A mum-of-three whose one-year-old son was born with Down’s Syndrome today said they “couldn’t imagine their lives without him”.
Claire, 31, and Dave Penny had no idea Caleb had Down’s Syndrome until five weeks after he was born in March last year.
The paediatric nurse, who is also mum to Brody, 8, and Ayla, 5, said their world was “turned upside down” when they received the diagnosis.
Claire, 31, who is from Old Rayne, said: “We did have the test and everything was low risk.
“I had a planned home birth with him and he was born at home and when he was born I knew.
“I knew he looked different from my other son and daughter.
“The doctor came out to do the checks and various other midwife visits and said he seemed to be showing a few characteristics. I’ve got a friend who is a paediatrician and I raised my concerns with her and a few others.
“Nothing else was done or said.
“My friend phoned me the week after and said I should have been given a blood test.”
Claire took the test and had her friend deliver the results to her.
She said: “The test came back positive and it was a bit of a shock.
“Our world was turned upside down.”
Since he was five-months-old, Caleb has also suffered from West Syndrome which causes children to have spasms. He is fed liquids from a tube and is on oxygen all the time at the moment.
Caleb has also faced three very long admissions in hospital, both in Aberdeen and Glasgow.
Claire said: “Since then (being diagnosed with West Syndrome) he hasn’t been great.
“Since August he has been in and out of hospital and has been on lots of drugs.
“It’s been hard because of the medication he’s on.
“But he’s the happiest little chap you’ve ever met.
“He’s awesome and we couldn’t imagine our lives without him.
“He just melts everybody’s heart.”
Claire has made friends with a group of four other mums in the North-east who also have children with Down’s Syndrome. She also set up her own blog last year, which has helped to raise awareness of the condition.
Today also marks the beginning of Down’s Syndrome Awareness Week, which runs until Sunday. This year, the Down’s Syndrome Association is celebrating all the different ways people with the condition make a difference to their communities.

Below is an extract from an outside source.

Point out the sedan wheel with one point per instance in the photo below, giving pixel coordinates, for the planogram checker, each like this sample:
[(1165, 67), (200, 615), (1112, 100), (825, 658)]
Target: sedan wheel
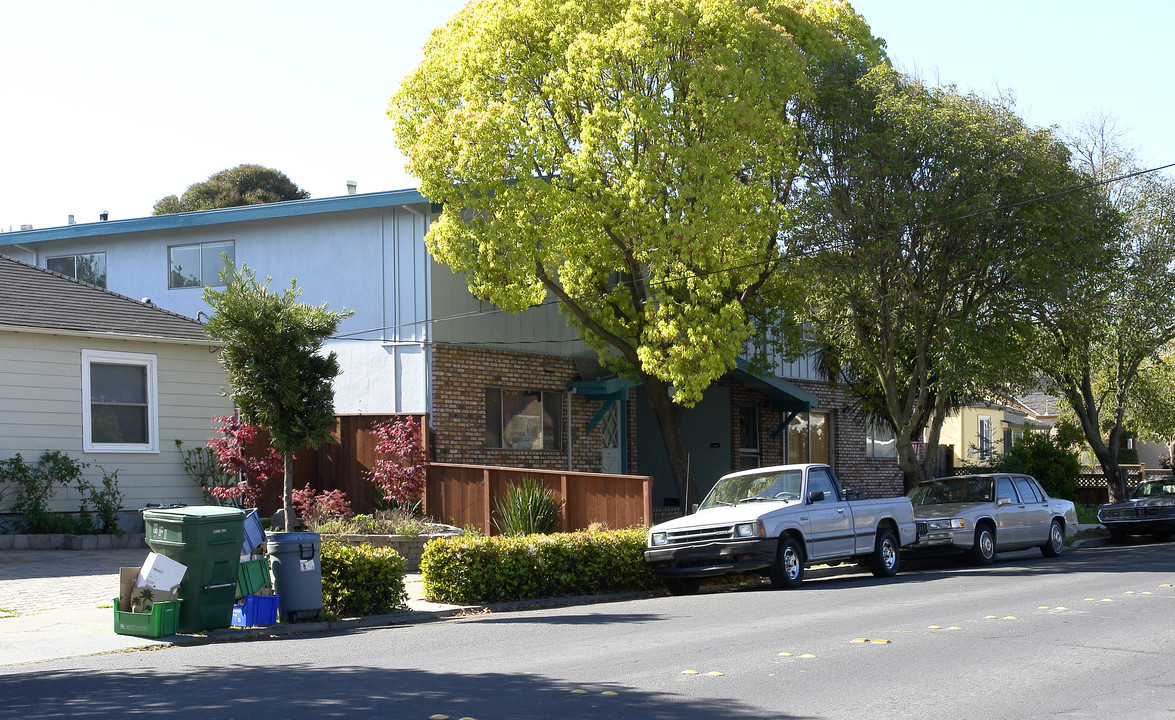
[(982, 552), (1055, 543)]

Claire first started her blog as a way of keeping family and friends up to date with Caleb, and challenge old fashioned perceptions about the condition.
She said: “It started because we have got family all over the place and to keep everyone informed we set up a Facebook page. It means we can tell a large audience rather than messaging everyone individually and we’ve also reached out to the wider community.
“The whole village is very much aware of him and Down’s Syndrome.
“I also started the blog because traditionally back in the day, people with Down’s Syndrome were shut away and this is showing the world that doesn’t need to be the case.
“They are fabulous little kids that function like other kids do.”
Down’s Syndrome is caused by the presence of an extra chromosome in a baby’s cells. In the majority of cases – including that of Caleb’s – it is not an inherited condition.
Instead the syndrome usually occurs because of a chance happening at the time of conception.
For every 1,000 babies born, one will have the disorder and about 750 babies are born with Down’s Syndrome in the UK each year. Caleb celebrated his first birthday at the weekend with family and friends at a messy play party.
Claire said: “They say the first year is the hardest.
“It’s unknown territory. We don’t know what life will be like this week, this month or this year.
“His quality of life should be fine but he will need a lot of extra input with the physio.
“There are people with Down’s Syndrome who are living well into their 60s.
“He could have a bright future and will be given all the opportunities and he will just do things at his own pace. He just takes it all in his stride.”